De voorzieningenrechter acht voldoende aannemelijk dat de vergunde evenementen gepaard zullen gaan met een bepaalde mate van geluidsoverlast. Naar dezerzijds voorlopig oordeel heeft verweerder echter met juistheid gesteld dat het niet aan hem is om bij de verlening van een evenementenvergunning op basis van de APV aspecten mee te wegen die behoren te worden beoordeeld bij de vergunningverlening in het kader van de Wet Milieubeheer en de daarop gebaseerde regelgeving (zie ook ABRvS 13 april 2004, JM 2005, 67). Waar verzoekers mitsdien bezwaren aanvoeren die zien op kwesties die in het kader van die wetgeving zijn geregeld (te weten: geluidsoverlast voor omwonenden en de natuur, veroorzaakt door inrichtingen in de zin van de Wet Milieubeheer), dienen zij de daartoe geëigende procedure te volgen. Dat is, indien wordt geageerd tegen het ontbreken van een vergunning op grond van de Wet Milieubeheer: het -gelijk verzoekers hebben gedaan- vragen om handhaving aan de Provincie en eventueel -wat verzoekers (nog) niet hebben gedaan- het aan de voorzitter van de Raad van State verzoeken een voorlopige voorziening te treffen.

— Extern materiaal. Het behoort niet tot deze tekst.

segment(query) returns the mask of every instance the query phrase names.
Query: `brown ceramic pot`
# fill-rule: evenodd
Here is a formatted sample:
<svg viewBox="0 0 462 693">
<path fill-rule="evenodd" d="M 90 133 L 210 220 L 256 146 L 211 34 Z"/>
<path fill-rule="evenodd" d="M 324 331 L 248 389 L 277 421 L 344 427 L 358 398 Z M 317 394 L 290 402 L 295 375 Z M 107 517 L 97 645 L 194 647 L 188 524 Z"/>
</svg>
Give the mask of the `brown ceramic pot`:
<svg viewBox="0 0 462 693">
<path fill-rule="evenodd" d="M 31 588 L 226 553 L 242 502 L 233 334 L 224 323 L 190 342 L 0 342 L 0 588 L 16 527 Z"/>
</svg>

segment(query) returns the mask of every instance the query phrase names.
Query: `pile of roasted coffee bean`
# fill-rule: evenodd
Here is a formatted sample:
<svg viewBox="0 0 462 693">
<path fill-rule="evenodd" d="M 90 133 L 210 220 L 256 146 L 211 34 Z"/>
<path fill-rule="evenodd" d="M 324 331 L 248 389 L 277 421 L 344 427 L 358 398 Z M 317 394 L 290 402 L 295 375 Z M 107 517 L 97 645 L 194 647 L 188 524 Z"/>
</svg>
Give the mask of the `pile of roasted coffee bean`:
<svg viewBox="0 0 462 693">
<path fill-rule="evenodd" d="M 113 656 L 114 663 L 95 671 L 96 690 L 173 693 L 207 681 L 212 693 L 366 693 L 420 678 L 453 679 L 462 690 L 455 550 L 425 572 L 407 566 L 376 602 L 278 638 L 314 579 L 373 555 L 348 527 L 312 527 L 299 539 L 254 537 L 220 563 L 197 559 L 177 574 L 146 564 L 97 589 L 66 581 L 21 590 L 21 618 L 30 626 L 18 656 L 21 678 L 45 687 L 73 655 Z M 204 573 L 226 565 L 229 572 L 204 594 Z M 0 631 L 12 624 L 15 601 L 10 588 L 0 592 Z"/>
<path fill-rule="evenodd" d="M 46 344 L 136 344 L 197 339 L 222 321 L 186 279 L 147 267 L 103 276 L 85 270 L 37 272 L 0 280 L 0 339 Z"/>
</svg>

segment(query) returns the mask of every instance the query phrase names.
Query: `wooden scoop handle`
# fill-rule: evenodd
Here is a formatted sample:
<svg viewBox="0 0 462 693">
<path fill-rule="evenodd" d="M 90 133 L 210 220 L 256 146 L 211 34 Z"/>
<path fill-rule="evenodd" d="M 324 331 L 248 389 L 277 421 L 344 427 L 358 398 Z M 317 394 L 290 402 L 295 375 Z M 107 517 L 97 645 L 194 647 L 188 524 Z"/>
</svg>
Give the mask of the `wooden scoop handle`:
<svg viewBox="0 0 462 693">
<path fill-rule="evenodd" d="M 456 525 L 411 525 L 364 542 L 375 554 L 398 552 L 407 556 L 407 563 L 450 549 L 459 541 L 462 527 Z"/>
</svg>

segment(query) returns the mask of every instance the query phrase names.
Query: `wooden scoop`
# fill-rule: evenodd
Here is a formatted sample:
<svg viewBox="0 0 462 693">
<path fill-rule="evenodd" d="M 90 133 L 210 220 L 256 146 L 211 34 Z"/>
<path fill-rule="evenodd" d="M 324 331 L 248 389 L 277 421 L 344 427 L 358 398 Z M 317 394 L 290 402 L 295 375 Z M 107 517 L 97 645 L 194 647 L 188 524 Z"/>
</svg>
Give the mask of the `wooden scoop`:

Nu verzoekers overigens geen andere bezwaren hebben aangevoerd dan de door hen gevreesde geluidsoverlast, dient de voorlopige conclusie te luiden dat zij, door aan deze voorzieningenrechter te verzoeken om de evenementenvergunning te schorsen, niet de juiste procedurele weg hebben bewandeld. Het verzoek dient dan ook te worden afgewezen.
Voor een proceskostenveroordeling ziet de voorzieningenrechter geen aanleiding.
III. BESLISSING
De voorzieningenrechter van de rechtbank Roermond:
wijst het verzoek om een voorlopige voorziening af.
Aldus gedaan door mr. P.J. Voncken in tegenwoordigheid van mr. J.M.H. Lie als griffier en in het openbaar uitgesproken op 3 mei 2006.
Voor eensluidend afschrift:
de wnd. griffier:
verzonden op: 3 mei 2006.
id
Tegen deze uitspraak staat geen rechtsmiddel open.